RS: I grew up in Manhattan, and I went to a performing arts middle school and high school so I’ve been in love with theater ever since I can remember. What kept me in it and what inspires me is my family. They encourage me to be the best that I can be and to surround myself with the things that I love. Live theater. There is no place like being in a live theater.
WBW: What type of theater work interests you the most and why?
RS: Right now, it’s Broken Box Mime. The power of simple storytelling has me hooked. It’s collaborative, it’s thoughtful, it’s so gosh darn powerful and it starts conversation. Hearing the buzz in the audience during the show excites me. Watching this kind of theater you just want to turn to your neighbor and say “Oh my gosh, what did you see in that moment?”.
WBW: Tell me about being a lifelong Girl Scout. What has that meant to you?
RS: Being a Girl Scout is all about community. It is about lifting other girls and women up and empowering one another to strive for excellence. My girl scout leader Stacey Pilson has taught me so much about community. She has taught me about being a leader, being a good listener, being myself. She is my second mom and I look up to her because she cares so much about helping others. And she supports my passion for the arts like no other.
WBW: What’s a podcast, film or other piece of art that you recommend and why?

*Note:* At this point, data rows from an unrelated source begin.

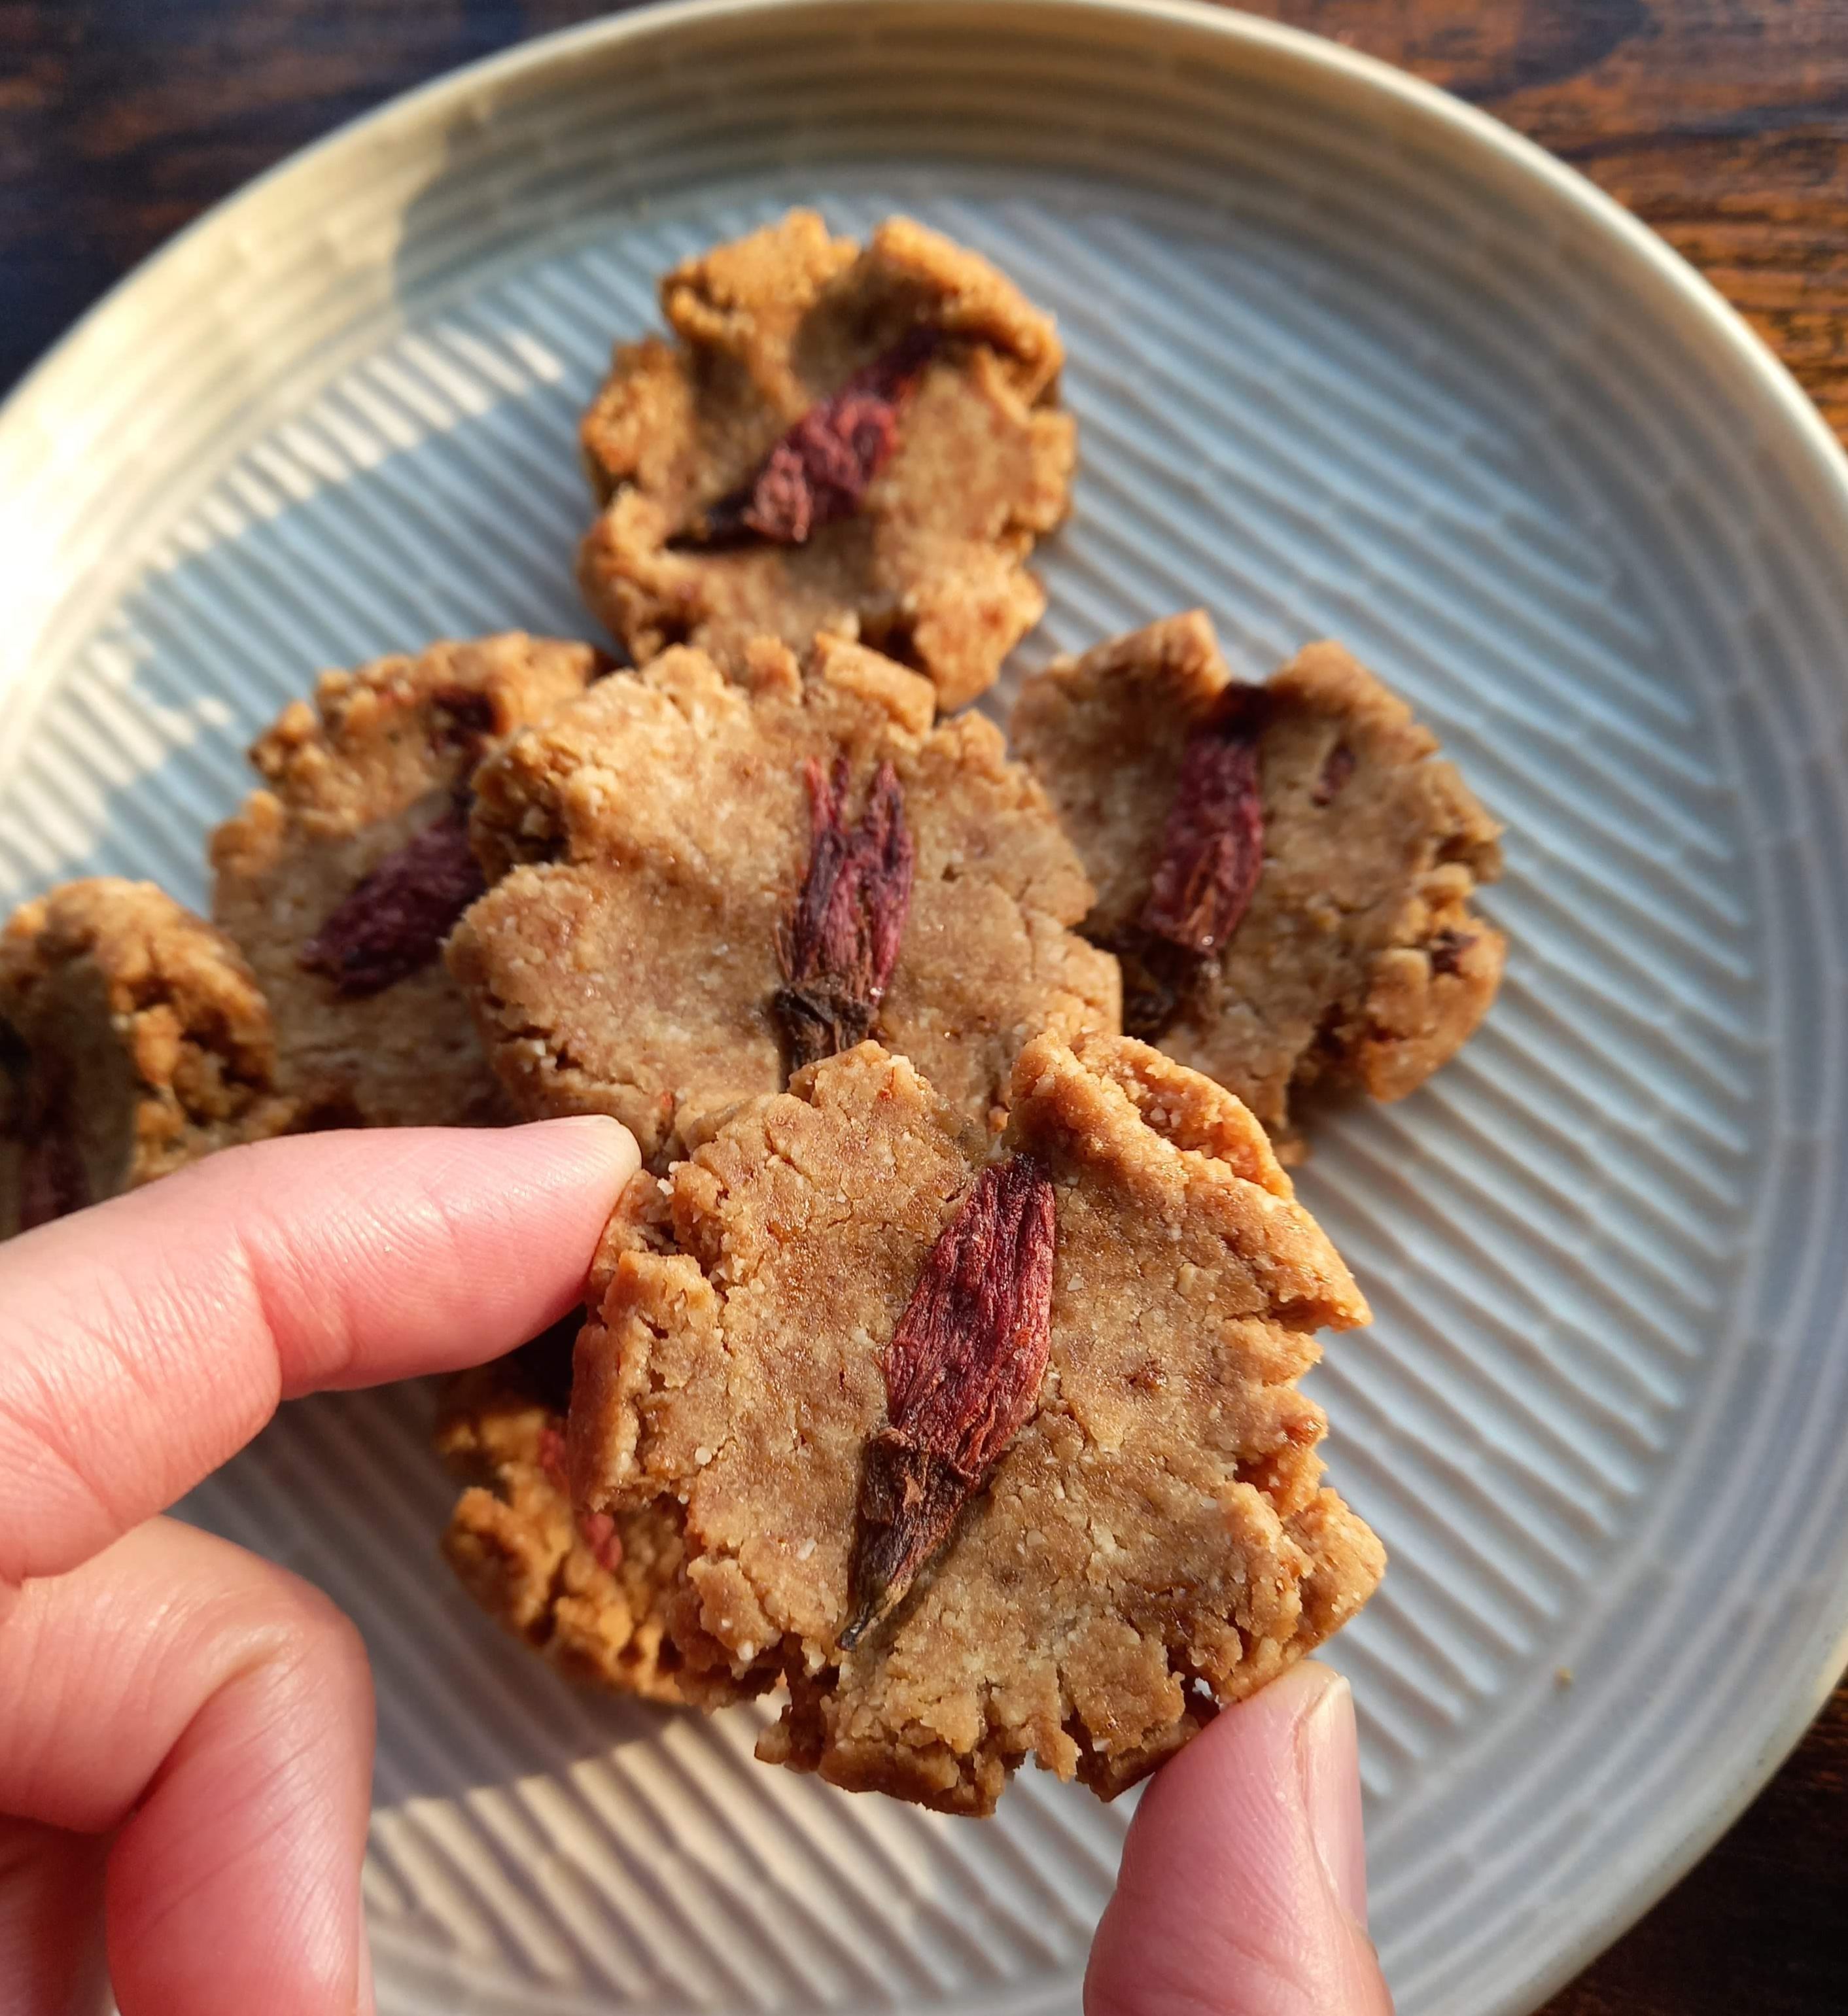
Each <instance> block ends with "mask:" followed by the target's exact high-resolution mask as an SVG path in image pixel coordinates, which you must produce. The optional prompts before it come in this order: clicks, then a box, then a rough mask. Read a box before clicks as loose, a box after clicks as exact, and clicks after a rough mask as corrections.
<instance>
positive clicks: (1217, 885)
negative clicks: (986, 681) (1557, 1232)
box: [1012, 611, 1507, 1159]
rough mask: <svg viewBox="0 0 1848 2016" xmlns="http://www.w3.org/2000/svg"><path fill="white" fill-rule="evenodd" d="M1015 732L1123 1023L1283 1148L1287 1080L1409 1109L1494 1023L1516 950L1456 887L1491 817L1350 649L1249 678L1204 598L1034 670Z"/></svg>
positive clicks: (1285, 1126) (1014, 721)
mask: <svg viewBox="0 0 1848 2016" xmlns="http://www.w3.org/2000/svg"><path fill="white" fill-rule="evenodd" d="M1012 740H1014V750H1016V754H1018V756H1020V758H1022V760H1024V762H1026V764H1028V766H1030V768H1032V770H1034V774H1036V776H1038V778H1040V782H1042V784H1044V786H1046V790H1048V792H1050V796H1052V802H1054V804H1056V806H1058V814H1060V821H1062V825H1064V829H1066V833H1068V835H1070V837H1072V843H1074V845H1076V849H1078V853H1080V855H1082V857H1084V867H1086V871H1088V873H1090V879H1092V881H1094V883H1096V891H1098V897H1096V907H1094V909H1092V911H1090V915H1088V917H1086V921H1084V931H1086V935H1090V937H1092V939H1094V941H1096V943H1100V946H1108V948H1110V950H1112V952H1116V954H1118V956H1120V960H1123V1018H1125V1028H1127V1030H1129V1032H1131V1034H1137V1036H1143V1038H1147V1040H1151V1042H1159V1044H1161V1048H1163V1050H1167V1052H1169V1056H1175V1058H1179V1060H1181V1062H1183V1064H1191V1066H1193V1068H1195V1070H1205V1073H1207V1075H1209V1077H1213V1079H1217V1081H1219V1083H1221V1085H1225V1087H1229V1089H1231V1091H1233V1093H1237V1095H1239V1099H1243V1101H1245V1105H1247V1107H1251V1111H1253V1113H1256V1115H1258V1119H1260V1121H1264V1125H1266V1127H1268V1129H1270V1131H1272V1135H1274V1137H1276V1141H1278V1149H1280V1153H1282V1155H1284V1157H1286V1159H1296V1157H1298V1155H1300V1153H1302V1141H1300V1137H1298V1133H1296V1127H1294V1119H1292V1111H1290V1109H1292V1097H1294V1095H1296V1093H1300V1091H1306V1089H1310V1087H1318V1085H1326V1087H1332V1089H1358V1091H1362V1093H1368V1095H1370V1097H1374V1099H1401V1097H1405V1095H1407V1093H1411V1091H1413V1089H1415V1087H1419V1085H1423V1083H1425V1079H1427V1077H1431V1073H1433V1070H1437V1066H1439V1064H1443V1062H1445V1060H1447V1058H1449V1056H1451V1054H1455V1050H1457V1048H1459V1046H1461V1044H1463V1040H1465V1038H1467V1036H1469V1034H1471V1030H1473V1028H1475V1026H1477V1024H1479V1022H1481V1018H1483V1014H1487V1010H1489V1004H1491V1002H1493V998H1495V990H1497V986H1499V982H1501V962H1503V956H1505V950H1507V948H1505V939H1503V937H1501V933H1499V931H1495V929H1491V927H1489V925H1487V923H1483V919H1481V917H1477V915H1475V913H1473V911H1471V907H1469V897H1471V895H1473V891H1475V887H1477V885H1479V883H1487V881H1493V879H1495V877H1497V875H1499V873H1501V851H1499V847H1497V835H1499V831H1501V829H1499V827H1497V825H1495V821H1493V818H1489V814H1487V812H1485V810H1483V808H1481V804H1477V800H1475V798H1473V796H1471V792H1469V790H1467V788H1465V784H1463V780H1461V778H1459V776H1457V772H1455V768H1453V766H1451V764H1449V762H1441V760H1439V758H1437V736H1433V734H1431V730H1429V728H1423V726H1421V724H1419V722H1417V720H1413V712H1411V708H1407V704H1405V702H1403V700H1399V698H1395V696H1393V694H1391V691H1389V689H1387V687H1384V685H1382V683H1380V681H1378V679H1376V677H1374V675H1372V673H1370V671H1366V669H1364V667H1362V665H1358V663H1356V661H1354V659H1352V657H1350V655H1348V653H1346V651H1342V647H1340V645H1334V643H1312V645H1308V647H1306V649H1304V651H1300V653H1298V655H1296V657H1294V659H1292V661H1290V663H1288V665H1286V667H1284V669H1282V671H1278V673H1276V675H1274V677H1272V679H1270V681H1268V683H1264V685H1256V687H1253V685H1241V683H1237V681H1233V677H1231V673H1229V671H1227V669H1225V661H1223V659H1221V655H1219V647H1217V643H1215V641H1213V629H1211V623H1207V619H1205V617H1203V615H1201V613H1199V611H1193V613H1191V615H1181V617H1171V619H1167V621H1165V623H1151V625H1149V627H1147V629H1143V631H1135V633H1133V635H1129V637H1118V639H1116V641H1114V643H1106V645H1098V647H1096V649H1094V651H1086V653H1084V655H1082V657H1066V659H1058V661H1056V663H1052V665H1048V667H1046V671H1042V673H1038V675H1036V677H1032V679H1028V683H1026V687H1024V691H1022V696H1020V704H1018V706H1016V710H1014V722H1012Z"/></svg>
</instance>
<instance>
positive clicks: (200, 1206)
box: [0, 1119, 637, 1589]
mask: <svg viewBox="0 0 1848 2016" xmlns="http://www.w3.org/2000/svg"><path fill="white" fill-rule="evenodd" d="M635 1167H637V1153H635V1141H633V1139H631V1135H629V1133H627V1129H623V1127H619V1125H617V1123H615V1121H607V1119H568V1121H544V1123H540V1125H534V1127H508V1129H468V1131H461V1129H391V1131H379V1133H353V1135H308V1137H302V1139H294V1141H266V1143H262V1145H256V1147H244V1149H230V1151H226V1153H222V1155H214V1157H212V1159H208V1161H204V1163H200V1165H197V1167H193V1169H185V1171H181V1173H179V1175H169V1177H165V1179H163V1181H159V1183H153V1185H149V1187H147V1189H141V1191H135V1193H133V1195H129V1198H119V1200H115V1202H113V1204H105V1206H99V1208H97V1210H91V1212H81V1214H77V1216H75V1218H64V1220H58V1222H56V1224H50V1226H44V1228H40V1230H38V1232H28V1234H24V1236H22V1238H16V1240H12V1242H8V1244H6V1246H0V1589H4V1587H6V1585H8V1583H20V1581H26V1579H28V1577H38V1574H62V1572H64V1570H69V1568H75V1566H77V1564H79V1562H83V1560H87V1558H89V1556H91V1554H95V1552H97V1550H99V1548H103V1546H107V1544H109V1542H111V1540H113V1538H117V1536H119V1534H123V1532H127V1528H131V1526H137V1524H139V1522H141V1520H143V1518H149V1516H151V1514H153V1512H159V1510H163V1508H165V1506H169V1504H171V1502H173V1500H175V1498H179V1496H181V1492H185V1490H189V1488H191V1486H193V1484H197V1482H200V1478H204V1476H206V1474H208V1472H212V1470H216V1468H218V1466H220V1464H222V1462H224V1460H226V1458H228V1456H232V1454H236V1450H240V1447H242V1445H244V1443H246V1441H248V1439H250V1437H252V1435H254V1433H256V1431H258V1429H260V1427H262V1425H264V1421H268V1417H270V1415H272V1413H274V1409H276V1403H278V1401H280V1399H286V1397H290V1395H294V1393H308V1391H314V1389H320V1387H355V1385H377V1383H381V1381H385V1379H405V1377H411V1375H415V1373H431V1371H447V1369H453V1367H461V1365H480V1363H482V1361H484V1359H492V1357H498V1355H500V1353H502V1351H512V1349H514V1347H518V1345H522V1343H524V1341H526V1339H528V1337H534V1335H536V1333H538V1331H542V1329H546V1325H550V1322H556V1320H558V1318H560V1316H562V1314H564V1312H566V1310H568V1308H570V1304H572V1302H574V1300H576V1298H578V1294H580V1292H582V1286H584V1276H586V1272H588V1268H590V1258H592V1254H595V1250H597V1240H599V1234H601V1232H603V1226H605V1222H607V1218H609V1212H611V1206H613V1204H615V1198H617V1193H619V1191H621V1187H623V1183H627V1179H629V1177H631V1175H633V1173H635Z"/></svg>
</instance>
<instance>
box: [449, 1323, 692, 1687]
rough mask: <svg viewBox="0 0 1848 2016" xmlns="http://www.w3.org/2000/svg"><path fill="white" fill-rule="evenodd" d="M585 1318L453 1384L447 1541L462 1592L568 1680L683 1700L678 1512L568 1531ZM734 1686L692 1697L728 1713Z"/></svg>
mask: <svg viewBox="0 0 1848 2016" xmlns="http://www.w3.org/2000/svg"><path fill="white" fill-rule="evenodd" d="M574 1333H576V1318H572V1320H570V1325H562V1327H560V1329H558V1331H550V1333H546V1337H542V1339H536V1341H534V1343H530V1345H526V1347H524V1349H522V1351H516V1353H514V1355H512V1357H506V1359H500V1361H496V1363H494V1365H482V1367H478V1369H476V1371H470V1373H459V1375H457V1377H455V1379H451V1381H449V1385H447V1391H445V1395H443V1407H441V1413H439V1417H437V1431H435V1447H437V1454H439V1456H441V1458H443V1462H445V1464H447V1466H449V1470H451V1472H453V1474H455V1476H457V1478H461V1480H464V1482H466V1484H468V1490H464V1494H461V1498H459V1500H457V1504H455V1512H453V1514H451V1518H449V1526H447V1530H445V1534H443V1554H445V1556H447V1560H449V1566H451V1568H453V1570H455V1574H457V1579H459V1581H461V1585H464V1589H468V1593H470V1595H472V1597H474V1599H476V1603H478V1605H480V1607H482V1609H484V1611H486V1613H488V1615H490V1617H492V1619H494V1621H496V1623H498V1625H502V1627H504V1629H506V1631H510V1633H512V1635H514V1637H518V1639H522V1641H524V1643H528V1645H532V1647H534V1649H536V1651H540V1653H542V1655H544V1657H546V1659H548V1661H550V1663H552V1665H556V1667H558V1671H560V1673H564V1675H566V1677H568V1679H576V1681H582V1683H584V1685H597V1687H609V1689H611V1691H615V1693H637V1695H641V1697H645V1699H651V1702H671V1704H677V1702H683V1699H687V1693H683V1689H681V1683H679V1673H681V1667H683V1661H681V1657H679V1653H677V1649H675V1647H673V1641H671V1639H669V1637H667V1629H665V1619H667V1615H669V1611H671V1605H673V1601H675V1597H677V1593H679V1591H681V1587H683V1579H681V1560H683V1552H685V1548H683V1544H681V1532H679V1512H677V1508H673V1506H649V1508H645V1510H641V1512H621V1514H615V1516H609V1514H592V1516H590V1518H588V1520H582V1522H580V1520H572V1512H570V1496H568V1488H566V1476H564V1401H566V1395H568V1391H570V1343H572V1337H574ZM728 1695H730V1689H725V1691H719V1693H715V1691H713V1689H711V1687H707V1689H705V1691H703V1693H697V1689H695V1697H697V1699H699V1702H701V1706H707V1708H711V1706H719V1702H721V1699H723V1697H728Z"/></svg>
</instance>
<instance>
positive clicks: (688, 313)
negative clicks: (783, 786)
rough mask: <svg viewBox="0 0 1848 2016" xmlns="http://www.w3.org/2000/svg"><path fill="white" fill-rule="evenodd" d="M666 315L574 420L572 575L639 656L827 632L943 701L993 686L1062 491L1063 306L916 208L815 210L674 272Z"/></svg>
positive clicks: (769, 229)
mask: <svg viewBox="0 0 1848 2016" xmlns="http://www.w3.org/2000/svg"><path fill="white" fill-rule="evenodd" d="M661 310H663V314H665V319H667V325H669V329H671V331H673V341H671V343H667V341H661V339H659V337H649V339H647V341H643V343H631V345H623V347H619V349H617V357H615V369H613V373H611V377H609V381H607V383H605V387H603V389H601V391H599V395H597V399H595V403H592V405H590V411H588V413H586V415H584V423H582V448H584V462H586V468H588V472H590V482H592V488H595V492H597V498H599V502H601V504H603V516H601V518H599V520H597V524H595V526H592V528H590V534H588V536H586V540H584V546H582V552H580V562H578V579H580V583H582V589H584V597H586V599H588V603H590V607H592V609H595V611H597V615H599V617H601V619H603V621H605V623H609V627H611V631H615V635H617V637H621V639H623V643H625V645H627V649H629V653H631V657H635V659H637V661H645V659H649V657H655V655H657V653H659V651H663V649H665V647H667V645H673V643H691V645H697V647H701V649H705V651H711V653H713V655H717V657H721V659H730V657H732V655H734V653H736V651H740V649H742V647H744V645H746V643H750V641H752V639H754V637H758V635H776V637H782V639H784V641H786V643H790V645H796V647H802V645H806V643H808V639H810V637H814V635H816V633H818V631H834V633H838V635H842V637H854V639H859V641H863V643H869V645H877V647H879V649H881V651H885V653H889V655H891V657H899V659H903V661H905V663H907V665H915V667H917V669H919V671H923V673H927V675H929V677H931V681H933V683H935V687H937V696H939V702H941V706H943V708H955V706H959V704H961V702H965V700H973V698H975V694H979V691H983V689H985V687H989V685H992V683H994V679H996V673H998V671H1000V665H1002V659H1004V657H1006V655H1008V651H1010V649H1012V647H1014V643H1016V641H1018V639H1020V637H1022V635H1024V633H1026V631H1028V629H1032V625H1034V623H1038V619H1040V613H1042V609H1044V607H1046V597H1044V593H1042V591H1040V585H1038V583H1036V581H1034V579H1032V575H1028V573H1026V566H1024V562H1026V556H1028V552H1030V550H1032V546H1034V540H1036V538H1038V536H1040V534H1042V532H1048V530H1052V526H1056V524H1058V520H1060V518H1062V516H1064V512H1066V502H1068V494H1070V482H1072V462H1074V427H1072V419H1070V415H1066V413H1062V411H1060V409H1058V403H1056V401H1058V371H1060V365H1062V361H1064V353H1062V349H1060V343H1058V337H1056V335H1054V329H1052V317H1050V314H1042V312H1040V310H1038V308H1034V306H1032V304H1030V302H1028V300H1026V298H1024V296H1022V294H1020V290H1018V288H1016V286H1014V284H1012V282H1010V280H1006V278H1004V276H1002V274H1000V272H996V268H994V266H989V264H987V260H983V258H977V256H975V254H973V252H965V250H963V248H961V246H955V244H951V242H949V240H947V238H939V236H937V234H935V232H929V230H925V228H923V226H919V224H913V222H911V220H909V218H889V220H887V222H885V224H881V226H879V230H877V232H873V236H871V240H869V242H867V246H865V248H861V246H856V244H852V242H850V240H846V238H830V236H828V230H826V226H824V224H822V220H820V218H818V216H814V214H812V212H808V210H792V212H790V214H788V216H786V218H784V220H782V222H780V224H772V226H768V228H766V230H760V232H754V234H752V236H750V238H742V240H738V242H736V244H725V246H717V248H715V250H711V252H705V254H701V256H699V258H693V260H687V262H685V264H683V266H677V268H675V270H673V272H671V274H667V278H665V280H663V282H661Z"/></svg>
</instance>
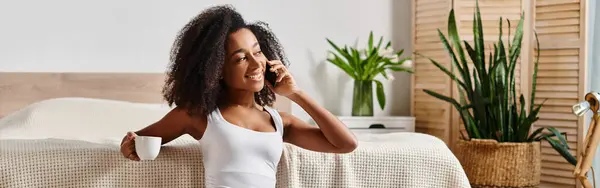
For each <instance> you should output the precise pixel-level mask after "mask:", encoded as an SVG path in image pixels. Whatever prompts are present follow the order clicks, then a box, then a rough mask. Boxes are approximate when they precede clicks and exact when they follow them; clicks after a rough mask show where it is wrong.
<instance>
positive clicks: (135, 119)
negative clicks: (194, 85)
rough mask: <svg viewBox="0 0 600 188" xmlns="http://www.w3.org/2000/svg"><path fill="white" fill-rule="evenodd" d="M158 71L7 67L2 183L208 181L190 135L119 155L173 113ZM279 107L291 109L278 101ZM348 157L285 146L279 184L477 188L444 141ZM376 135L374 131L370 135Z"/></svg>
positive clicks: (355, 153)
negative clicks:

RS: I’ve been listening to Such Stuff: The Shakespeare’s Globe podcast and The Moth podcasts. I studied abroad in London at the Globe for six months and I highly recommend Such Stuff because The Globe knows how to do live theater and how to talk about it. On the podcast, they have some of the most profound scholars and educators who talk about race, women, refugees, etc. and how the works of William Shakespeare are in conversation with these things today. And I recommend The Moth because I like hearing other people’s stories from around the globe. It’s extraordinarily ordinary people sharing and passing on their stories. I love that.
WBW: What’s the best piece of advice you’ve ever received?
RS: “Toma tu tiempo.” A great family friend told me that because I was telling her that I wanted to do everything; be a part of everything, be famous, be successful, BE MY ABSOLUTE BEST SELF AT THAT MOMENT. I was riling myself up and she put her hands on my cheeks (and she is a rather small woman and I am significantly taller so she brought me down to her level), looked me in my eyes and said “Toma tu tiempo.” Things take time, life doesn’t happen in a single second. And rushing to get to a “goal” makes us miss the beauty of the journey.